The co-star who sent Jim Carrey to a higher plane of existence: “I was definitely on, I was on it”
Any time anyone can get Jim Carrey off his own particular plane of existence, it should make headline news. The actor is notorious for taking a script and running with it like a puppy with your favourite pair of shoes, and that can be exhausting for everyone. In most cases, it’s best to just put him in a movie that revolves around him and let him do his own thing because there really is no one who can work on his wavelength.
In one film, however, Carrey found an actor who was not his match, per se, but something much greater – a performer who pulled him out of his lane and dropped him into completely new territory. It’s hard to imagine that this is possible. For decades, Carrey has been doing his own thing with extreme vigour. Ace Ventura and Dumb and Dumber are showcases for the comedian in the way that a stage and a microphone are showcases for stand-ups.
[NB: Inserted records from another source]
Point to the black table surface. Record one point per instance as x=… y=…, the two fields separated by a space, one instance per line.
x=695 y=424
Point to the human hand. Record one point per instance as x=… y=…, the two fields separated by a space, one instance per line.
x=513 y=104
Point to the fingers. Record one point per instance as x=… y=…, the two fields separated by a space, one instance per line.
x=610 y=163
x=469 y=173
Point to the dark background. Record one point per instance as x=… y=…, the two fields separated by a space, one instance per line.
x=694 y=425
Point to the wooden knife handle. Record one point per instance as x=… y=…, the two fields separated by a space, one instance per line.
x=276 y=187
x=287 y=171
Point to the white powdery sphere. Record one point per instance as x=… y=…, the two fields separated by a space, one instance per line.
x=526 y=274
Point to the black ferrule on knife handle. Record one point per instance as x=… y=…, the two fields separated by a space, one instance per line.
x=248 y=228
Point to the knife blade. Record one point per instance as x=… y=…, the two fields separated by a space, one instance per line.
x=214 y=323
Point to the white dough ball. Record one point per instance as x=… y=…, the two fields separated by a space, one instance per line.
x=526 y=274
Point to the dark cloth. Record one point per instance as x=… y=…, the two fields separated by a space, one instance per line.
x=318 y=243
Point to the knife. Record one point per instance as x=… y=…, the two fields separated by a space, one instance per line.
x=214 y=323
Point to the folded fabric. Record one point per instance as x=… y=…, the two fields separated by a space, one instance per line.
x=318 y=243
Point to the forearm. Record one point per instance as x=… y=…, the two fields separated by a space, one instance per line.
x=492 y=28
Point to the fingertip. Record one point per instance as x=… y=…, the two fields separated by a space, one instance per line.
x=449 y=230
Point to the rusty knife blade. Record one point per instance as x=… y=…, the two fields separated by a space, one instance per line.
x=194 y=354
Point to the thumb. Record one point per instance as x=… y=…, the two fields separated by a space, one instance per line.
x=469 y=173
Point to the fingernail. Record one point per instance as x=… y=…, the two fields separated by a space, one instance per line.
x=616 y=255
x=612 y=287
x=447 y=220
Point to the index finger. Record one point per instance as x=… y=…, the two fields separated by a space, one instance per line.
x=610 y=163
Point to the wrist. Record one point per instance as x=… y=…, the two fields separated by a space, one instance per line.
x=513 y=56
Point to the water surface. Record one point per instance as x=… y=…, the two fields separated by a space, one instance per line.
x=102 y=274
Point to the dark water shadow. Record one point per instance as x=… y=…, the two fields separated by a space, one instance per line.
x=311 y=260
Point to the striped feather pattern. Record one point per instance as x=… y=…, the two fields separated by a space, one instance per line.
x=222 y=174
Without him, those films would be akin to inert objects.
When Carrey turned his energies to Brad Silberling’s 2004 adaptation of Lemony Snicket’s children’s book A Series of Unfortunate Events, he was awoken from his comedic trance by one of the greatest actors of all time: Meryl Streep. The film could easily have been another Carrey vehicle. In it, he plays Count Olaf, an actor and a swindler who sees dollar signs when he adopts three orphans with a huge fortune.
Carrey dons many disguises in the film, giving him ample opportunity to steamroll his co-stars, but Streep is difficult to steamroll even in her most restrained performances. She plays Aunt Josephine in the movie, the orphans’ relative and temporary guardian who is obsessed with grammatical correctness and suffers from OCD. Working opposite Streep, Carrey hit a new level of performing that he never knew he could reach.
“I’m not sure what she was doing, but I was definitely on, I was on it. I was on it,” he said in an interview with RadioFree. “And I could feel it.”
Like many actors who work with the multi-time Oscar winner, Carrey was struck by how approachable and self-deprecating Streep was. “The first time I met Meryl, it was like jazz,” he said, adding, “It’s like a watermark in any actor’s career to work with Meryl Streep. And she’s really nice and supportive. What other cliche actor thing can I say? I mean, I feel sorry for her because she’s getting so many compliments, and she’s always like, ‘Oh my gosh, oh no. I’m just working.’ She’s very humble about it, just really fun to play with.”
A Series of Unfortunate Events wasn’t the pinnacle of either actor’s career, and regardless of how Carrey felt while performing his scenes, his version of jazz in the film is more akin to a jazz solo than a jam, but it was clearly an important moment in his career. If his experience working opposite one of the greatest dramatic actors of all time had anything to do with his decision to take on another dramatic role in 2004’s Eternal Sunshine of the Spotless, we can all thank Streep, yet again, for her unparalleled contributions to cinema.